Rho has been shown to play pivotal roles in Ca2+ sensitization (23, 27). Several Rho targets have been identified, including protein kinase N, Rho-associated kinase (Rho kinase), and the myosin-binding subunit of myosin phosphatase (22). It has been proposed that Rho activates Rho kinase, which in turn phosphorylates MLC by inhibiting myosin phosphatase (22, 23, 27). Here, we attempted to study Rho functions in the sustained contraction of rabbit rectosigmoid smooth muscle cells. Our data indicated that Rho plays an important role in the signal transduction modulating rabbit colon smooth muscle contractions, on stimulation by agonists such as endothelin-1, a known potent vasoconstrictor, as well as by C2 ceramide, which is a breakdown product of sphingomyelin hydrolysis.

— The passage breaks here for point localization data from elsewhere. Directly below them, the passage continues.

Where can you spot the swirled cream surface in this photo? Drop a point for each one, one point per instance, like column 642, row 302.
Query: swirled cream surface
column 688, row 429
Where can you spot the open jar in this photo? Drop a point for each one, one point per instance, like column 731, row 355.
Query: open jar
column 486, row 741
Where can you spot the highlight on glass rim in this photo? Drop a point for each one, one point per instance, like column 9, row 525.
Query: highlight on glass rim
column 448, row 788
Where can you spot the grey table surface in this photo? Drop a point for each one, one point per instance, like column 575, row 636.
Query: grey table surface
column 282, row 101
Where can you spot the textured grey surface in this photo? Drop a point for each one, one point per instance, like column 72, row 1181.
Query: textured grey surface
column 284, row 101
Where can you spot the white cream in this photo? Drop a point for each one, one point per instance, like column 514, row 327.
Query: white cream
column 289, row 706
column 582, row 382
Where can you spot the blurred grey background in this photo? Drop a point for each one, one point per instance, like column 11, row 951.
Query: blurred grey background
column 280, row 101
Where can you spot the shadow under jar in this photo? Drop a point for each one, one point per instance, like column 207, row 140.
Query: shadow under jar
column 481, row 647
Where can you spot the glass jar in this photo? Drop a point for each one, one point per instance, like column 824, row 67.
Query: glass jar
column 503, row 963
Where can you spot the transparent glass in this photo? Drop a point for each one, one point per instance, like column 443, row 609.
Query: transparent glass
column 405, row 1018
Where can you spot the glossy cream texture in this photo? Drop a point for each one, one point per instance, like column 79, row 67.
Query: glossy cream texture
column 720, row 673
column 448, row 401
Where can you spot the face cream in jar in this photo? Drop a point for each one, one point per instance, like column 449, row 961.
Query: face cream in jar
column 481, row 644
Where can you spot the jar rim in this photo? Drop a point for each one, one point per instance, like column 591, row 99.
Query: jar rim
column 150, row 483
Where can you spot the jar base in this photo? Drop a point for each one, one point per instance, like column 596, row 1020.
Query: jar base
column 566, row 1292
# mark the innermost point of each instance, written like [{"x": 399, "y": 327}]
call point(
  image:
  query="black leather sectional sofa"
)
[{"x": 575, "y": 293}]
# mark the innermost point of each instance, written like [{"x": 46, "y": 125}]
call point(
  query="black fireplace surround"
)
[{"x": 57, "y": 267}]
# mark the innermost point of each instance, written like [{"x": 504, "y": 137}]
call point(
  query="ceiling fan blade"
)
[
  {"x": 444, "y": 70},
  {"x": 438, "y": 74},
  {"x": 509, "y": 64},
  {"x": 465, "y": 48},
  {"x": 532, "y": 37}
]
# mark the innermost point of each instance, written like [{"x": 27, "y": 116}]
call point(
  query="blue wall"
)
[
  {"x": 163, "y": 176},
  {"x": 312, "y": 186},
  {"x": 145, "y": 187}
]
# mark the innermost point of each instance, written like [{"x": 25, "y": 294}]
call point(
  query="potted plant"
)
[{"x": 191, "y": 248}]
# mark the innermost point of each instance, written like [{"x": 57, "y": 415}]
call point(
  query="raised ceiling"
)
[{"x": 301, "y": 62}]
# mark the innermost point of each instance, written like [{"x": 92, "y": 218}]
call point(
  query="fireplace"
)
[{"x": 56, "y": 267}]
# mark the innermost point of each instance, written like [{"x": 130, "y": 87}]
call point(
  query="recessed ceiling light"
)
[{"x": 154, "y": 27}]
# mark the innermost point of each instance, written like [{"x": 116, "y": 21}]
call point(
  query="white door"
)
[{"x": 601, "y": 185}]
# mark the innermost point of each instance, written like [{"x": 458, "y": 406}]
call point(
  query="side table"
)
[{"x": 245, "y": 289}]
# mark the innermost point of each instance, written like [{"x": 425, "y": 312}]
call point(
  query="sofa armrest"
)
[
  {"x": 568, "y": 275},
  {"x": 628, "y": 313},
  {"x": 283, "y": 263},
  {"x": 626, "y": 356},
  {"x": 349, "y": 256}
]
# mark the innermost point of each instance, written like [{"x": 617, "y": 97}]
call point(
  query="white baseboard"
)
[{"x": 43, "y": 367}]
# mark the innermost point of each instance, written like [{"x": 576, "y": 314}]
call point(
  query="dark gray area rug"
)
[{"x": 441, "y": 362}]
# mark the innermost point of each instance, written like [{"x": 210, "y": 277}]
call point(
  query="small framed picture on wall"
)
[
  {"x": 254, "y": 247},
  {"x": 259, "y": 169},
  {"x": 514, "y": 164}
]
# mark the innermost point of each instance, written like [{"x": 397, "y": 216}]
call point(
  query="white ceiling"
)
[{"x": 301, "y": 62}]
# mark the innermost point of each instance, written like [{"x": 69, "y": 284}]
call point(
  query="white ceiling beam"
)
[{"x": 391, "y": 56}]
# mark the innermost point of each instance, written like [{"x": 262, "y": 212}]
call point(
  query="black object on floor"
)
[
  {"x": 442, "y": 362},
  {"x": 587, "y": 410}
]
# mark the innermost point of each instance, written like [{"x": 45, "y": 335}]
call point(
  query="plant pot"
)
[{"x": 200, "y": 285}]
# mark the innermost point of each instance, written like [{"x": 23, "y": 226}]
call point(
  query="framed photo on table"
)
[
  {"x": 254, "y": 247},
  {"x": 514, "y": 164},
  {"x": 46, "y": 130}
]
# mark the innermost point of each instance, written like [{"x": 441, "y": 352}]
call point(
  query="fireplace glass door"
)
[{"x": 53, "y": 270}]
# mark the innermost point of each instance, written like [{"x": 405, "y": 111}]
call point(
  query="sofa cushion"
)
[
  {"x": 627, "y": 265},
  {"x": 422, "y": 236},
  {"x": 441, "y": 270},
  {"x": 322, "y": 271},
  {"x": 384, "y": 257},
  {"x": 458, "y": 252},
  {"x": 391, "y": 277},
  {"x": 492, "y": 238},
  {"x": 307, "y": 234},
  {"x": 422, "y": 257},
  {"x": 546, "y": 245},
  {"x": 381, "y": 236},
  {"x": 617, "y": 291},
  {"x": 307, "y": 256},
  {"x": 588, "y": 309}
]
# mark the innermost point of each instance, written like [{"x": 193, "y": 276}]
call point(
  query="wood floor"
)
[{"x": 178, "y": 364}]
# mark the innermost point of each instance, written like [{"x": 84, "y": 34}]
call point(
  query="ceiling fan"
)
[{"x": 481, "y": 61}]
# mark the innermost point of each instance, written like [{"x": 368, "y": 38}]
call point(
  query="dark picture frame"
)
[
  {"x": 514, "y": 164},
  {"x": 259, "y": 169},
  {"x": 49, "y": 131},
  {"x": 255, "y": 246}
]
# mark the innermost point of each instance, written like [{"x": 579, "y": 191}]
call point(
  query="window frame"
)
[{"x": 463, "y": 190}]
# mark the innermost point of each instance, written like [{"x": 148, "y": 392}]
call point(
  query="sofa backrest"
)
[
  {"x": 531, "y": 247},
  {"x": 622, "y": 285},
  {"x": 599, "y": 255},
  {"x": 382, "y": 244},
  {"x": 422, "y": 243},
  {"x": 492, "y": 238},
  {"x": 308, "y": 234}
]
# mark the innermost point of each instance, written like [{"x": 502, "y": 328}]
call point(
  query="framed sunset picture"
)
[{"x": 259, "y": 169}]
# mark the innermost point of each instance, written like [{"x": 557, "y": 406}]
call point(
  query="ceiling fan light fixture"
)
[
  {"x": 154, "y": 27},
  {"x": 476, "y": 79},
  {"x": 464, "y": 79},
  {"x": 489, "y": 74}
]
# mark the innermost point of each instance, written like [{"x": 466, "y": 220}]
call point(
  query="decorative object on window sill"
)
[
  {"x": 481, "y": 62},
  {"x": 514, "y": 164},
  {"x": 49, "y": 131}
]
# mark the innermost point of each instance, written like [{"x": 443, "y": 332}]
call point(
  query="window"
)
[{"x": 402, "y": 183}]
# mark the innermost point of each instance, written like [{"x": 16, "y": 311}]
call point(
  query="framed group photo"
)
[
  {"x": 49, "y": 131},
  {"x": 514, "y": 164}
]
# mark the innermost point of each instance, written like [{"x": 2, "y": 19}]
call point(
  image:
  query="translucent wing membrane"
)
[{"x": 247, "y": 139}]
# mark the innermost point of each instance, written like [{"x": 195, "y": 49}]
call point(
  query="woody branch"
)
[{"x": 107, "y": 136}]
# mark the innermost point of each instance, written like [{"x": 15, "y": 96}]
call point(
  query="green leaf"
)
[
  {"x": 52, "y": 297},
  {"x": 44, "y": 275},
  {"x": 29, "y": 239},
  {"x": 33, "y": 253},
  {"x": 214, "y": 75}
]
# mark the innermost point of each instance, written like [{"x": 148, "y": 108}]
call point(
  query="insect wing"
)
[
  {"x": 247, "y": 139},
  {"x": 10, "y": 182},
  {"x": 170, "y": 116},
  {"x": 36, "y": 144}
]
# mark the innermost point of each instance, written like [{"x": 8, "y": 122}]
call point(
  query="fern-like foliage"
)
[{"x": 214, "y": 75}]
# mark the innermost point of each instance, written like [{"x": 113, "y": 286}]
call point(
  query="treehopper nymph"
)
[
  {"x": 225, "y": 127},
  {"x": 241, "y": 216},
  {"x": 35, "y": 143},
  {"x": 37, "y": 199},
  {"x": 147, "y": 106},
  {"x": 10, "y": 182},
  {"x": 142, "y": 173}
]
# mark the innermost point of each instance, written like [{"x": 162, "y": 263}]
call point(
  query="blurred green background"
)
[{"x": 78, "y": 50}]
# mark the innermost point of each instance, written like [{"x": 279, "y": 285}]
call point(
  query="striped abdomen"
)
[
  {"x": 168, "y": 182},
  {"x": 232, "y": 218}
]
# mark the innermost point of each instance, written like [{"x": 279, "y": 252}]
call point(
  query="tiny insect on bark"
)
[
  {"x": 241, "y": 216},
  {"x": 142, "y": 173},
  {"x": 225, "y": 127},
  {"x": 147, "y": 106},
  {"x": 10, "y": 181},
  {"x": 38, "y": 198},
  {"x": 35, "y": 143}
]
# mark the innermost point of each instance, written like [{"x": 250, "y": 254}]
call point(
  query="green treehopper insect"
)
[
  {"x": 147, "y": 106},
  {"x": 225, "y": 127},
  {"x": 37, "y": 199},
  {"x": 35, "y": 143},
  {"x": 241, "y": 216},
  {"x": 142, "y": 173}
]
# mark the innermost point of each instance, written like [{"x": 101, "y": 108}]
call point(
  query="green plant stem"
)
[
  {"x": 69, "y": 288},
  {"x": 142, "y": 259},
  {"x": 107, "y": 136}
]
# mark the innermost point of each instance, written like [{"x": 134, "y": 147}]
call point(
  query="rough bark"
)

Ceramide is an important regulatory molecule implicated in various biological processes in response to stress and cytokines. We have previously shown that the sustained contraction induced by the peptide agonist bombesin is accompanied by an increase in sphingolipid-derived ceramide. Ceramide produced in the cell acts as an intracellular messenger. Ceramide induces a sustained contraction of smooth muscle cells through a pathway that involves the activation of MAP kinase (39). Thus ceramide could be an important mediator of contraction and could account for the sustained contraction observed in circular smooth muscle cells from the rabbit rectosigmoid.
Endothelin-1 is a vasoconstrictor peptide originally derived from
endothelial cells functioning as a local regulator of vascular tone and
has been reported to possess a wide variety of other biological
activities. Recent studies indicate the presence of endothelin-like
immunoreactivity, endothelin-1 mRNA, and endothelin receptors in colon
(20, 44). Evidence suggested that endothelin is a neuropeptide in the
human intestine with binding sites on neural plexuses and mucosa,
implying a role in the modulation of intestinal motility and secretion
(20). Binding of endothelin-1 to its heterotrimeric G protein-coupled
receptors stimulates various signaling cascades involving phospholipase
C-, phospholipase D, PKC, tyrosine kinases,
Ca2+- and calmodulin-dependent
kinase, and Ras. It has also been show that Rho activation is critical
for the endothelin-1-induced nuclear signaling (21). Endothelin-1 could
also cause translocation of Rho A to cell membrane in Swiss 3T3
fibroblasts (8). Furthermore, the Rho A inhibitor C3 exoenzyme could
inhibit endothelin-induced cytoskeletal actin reorganization in
cultured astrocytes (25) and tyrosine phosphorylation of p125 focal
adhesion kinase and paxillin in Swiss 3T3 cells (36), suggesting the
possible role of Rho in endothelin signaling pathways in smooth muscle contraction.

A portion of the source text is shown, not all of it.